Quikr, valued at an estimated $1 billion, and CommonFloor (maxHeap Technologies Pvt. Ltd) didn’t disclose the terms of the transaction, but two people familiar with the matter said Quickr paid $120 million in an all-stock deal. The people spoke on condition of anonymity.

CommonFloor was valued at more than $150 million when it last raised Rs.60 crore from Google Capital in December 2014. The company raised a total of Rs.321 crore from Tiger, Accel Partners and Google Capital since 2011.

Quikr and CommonFloor have valuations that seem disproportionate to their revenue.

Quikr reported sales of Rs.24.78 crore for the year ended 31 March 2015 while CommonFloor generated sales of Rs.45.76 crore for that year, according to documents with the Registrar of Companies.

Despite having generated revenue that is much larger than Quikr’s, CommonFloor attracted a much lower valuation because of the valuation metrics used by e-commerce investors that may seem peculiar to shareholders in traditional businesses.

Classifieds firms such as Quikr are given more generous valuations because of a large customer base that can potentially be monetized in future through advertising and the winner-takes-all nature of the business.

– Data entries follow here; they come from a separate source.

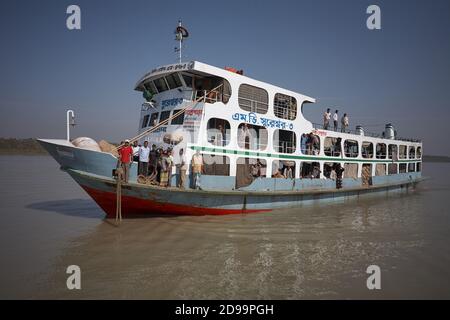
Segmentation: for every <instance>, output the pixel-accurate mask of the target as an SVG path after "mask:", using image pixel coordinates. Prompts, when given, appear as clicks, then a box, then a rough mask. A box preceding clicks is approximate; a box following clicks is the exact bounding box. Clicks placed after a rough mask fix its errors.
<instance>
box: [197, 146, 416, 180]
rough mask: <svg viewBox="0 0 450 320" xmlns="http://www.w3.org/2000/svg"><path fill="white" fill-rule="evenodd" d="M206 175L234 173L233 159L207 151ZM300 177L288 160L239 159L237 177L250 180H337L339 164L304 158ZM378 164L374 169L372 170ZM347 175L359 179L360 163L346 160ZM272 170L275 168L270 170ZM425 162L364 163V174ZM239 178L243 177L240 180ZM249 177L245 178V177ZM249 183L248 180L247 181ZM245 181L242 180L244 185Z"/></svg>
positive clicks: (300, 167)
mask: <svg viewBox="0 0 450 320" xmlns="http://www.w3.org/2000/svg"><path fill="white" fill-rule="evenodd" d="M203 164H204V174H208V175H223V176H229V175H230V159H229V157H227V156H218V155H211V154H205V155H203ZM299 164H300V169H299V177H296V176H295V175H296V165H297V164H296V162H295V161H287V160H274V161H272V168H268V167H267V162H266V160H264V159H256V158H244V157H240V158H238V159H237V160H236V177H238V178H239V177H249V178H250V180H252V179H253V178H257V177H266V176H268V173H269V176H270V177H272V178H286V179H289V178H291V179H293V178H303V179H319V178H320V177H321V175H320V173H321V172H323V176H324V177H325V178H328V179H335V174H336V172H333V171H334V170H335V168H336V165H337V163H332V162H325V163H323V165H321V163H320V162H307V161H302V162H300V163H299ZM373 166H375V167H374V171H373V170H372V169H373ZM343 167H344V173H343V177H344V178H357V177H358V174H359V170H360V169H359V168H360V167H359V166H358V164H357V163H344V166H343ZM268 170H271V171H270V172H268ZM421 170H422V164H421V163H420V162H417V163H409V164H406V163H401V164H396V163H389V164H387V165H386V164H385V163H377V164H375V165H373V164H369V163H364V164H362V166H361V177H362V178H363V180H364V178H370V177H372V176H384V175H394V174H399V173H407V172H420V171H421ZM238 180H239V179H238ZM244 180H245V179H244ZM247 182H248V181H247ZM245 184H246V183H245V181H243V182H242V185H240V186H243V185H245Z"/></svg>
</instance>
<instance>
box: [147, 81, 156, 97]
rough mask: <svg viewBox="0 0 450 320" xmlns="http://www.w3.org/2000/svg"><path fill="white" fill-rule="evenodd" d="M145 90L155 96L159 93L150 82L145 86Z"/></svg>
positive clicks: (153, 84) (152, 83)
mask: <svg viewBox="0 0 450 320" xmlns="http://www.w3.org/2000/svg"><path fill="white" fill-rule="evenodd" d="M144 87H145V89H147V90H148V91H150V92H151V94H153V95H155V94H157V93H158V90H156V87H155V84H154V83H153V81H149V82H147V83H146V84H144Z"/></svg>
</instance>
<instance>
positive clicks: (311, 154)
mask: <svg viewBox="0 0 450 320" xmlns="http://www.w3.org/2000/svg"><path fill="white" fill-rule="evenodd" d="M338 140H339V142H338V144H337V145H336V148H338V150H340V138H338ZM300 148H301V151H302V153H303V154H307V155H316V156H317V155H319V153H320V138H319V136H318V135H315V134H313V133H304V134H302V136H301V138H300Z"/></svg>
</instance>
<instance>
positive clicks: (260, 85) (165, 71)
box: [134, 61, 316, 102]
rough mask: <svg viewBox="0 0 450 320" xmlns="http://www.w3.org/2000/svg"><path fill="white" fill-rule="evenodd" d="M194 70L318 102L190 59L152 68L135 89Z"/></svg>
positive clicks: (258, 80) (237, 73)
mask: <svg viewBox="0 0 450 320" xmlns="http://www.w3.org/2000/svg"><path fill="white" fill-rule="evenodd" d="M182 71H185V72H192V73H199V74H204V75H215V76H219V77H222V78H224V79H227V80H231V81H233V80H236V81H238V82H241V83H246V84H249V85H253V86H257V87H262V88H265V89H272V90H275V91H277V92H280V93H283V94H286V95H291V96H297V97H299V98H301V99H302V100H305V101H309V102H316V99H314V98H312V97H309V96H306V95H303V94H300V93H298V92H294V91H291V90H287V89H284V88H281V87H278V86H275V85H271V84H269V83H266V82H263V81H259V80H256V79H253V78H250V77H247V76H244V75H241V74H238V73H235V72H232V71H228V70H226V69H222V68H218V67H215V66H212V65H209V64H206V63H203V62H199V61H189V62H182V63H175V64H169V65H164V66H159V67H157V68H154V69H152V70H151V71H149V72H147V73H146V74H145V75H144V76H143V77H141V78H140V79H139V81H138V82H137V83H136V85H135V88H134V89H135V90H138V91H143V83H144V82H145V81H147V80H149V79H154V78H158V77H159V76H161V75H165V74H170V73H173V72H182Z"/></svg>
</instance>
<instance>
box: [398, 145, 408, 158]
mask: <svg viewBox="0 0 450 320" xmlns="http://www.w3.org/2000/svg"><path fill="white" fill-rule="evenodd" d="M398 158H399V159H406V146H400V147H399V155H398Z"/></svg>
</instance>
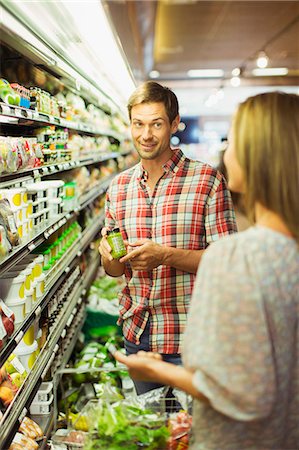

Quikr primarily has just one rival to contend with: Olx, which is backed by Naspers Ltd, a South African mass media company. Online real estate, on the other hand, is a crowded market with at least five well-funded companies, apart from upstarts that keep cropping up.

Apart from boosting Quikr’s sales, the CommonFloor deal will make it easier for the combined entity to raise money at a time investors have turned cautious on Indian start-ups after a boom that lasted until the middle of 2015.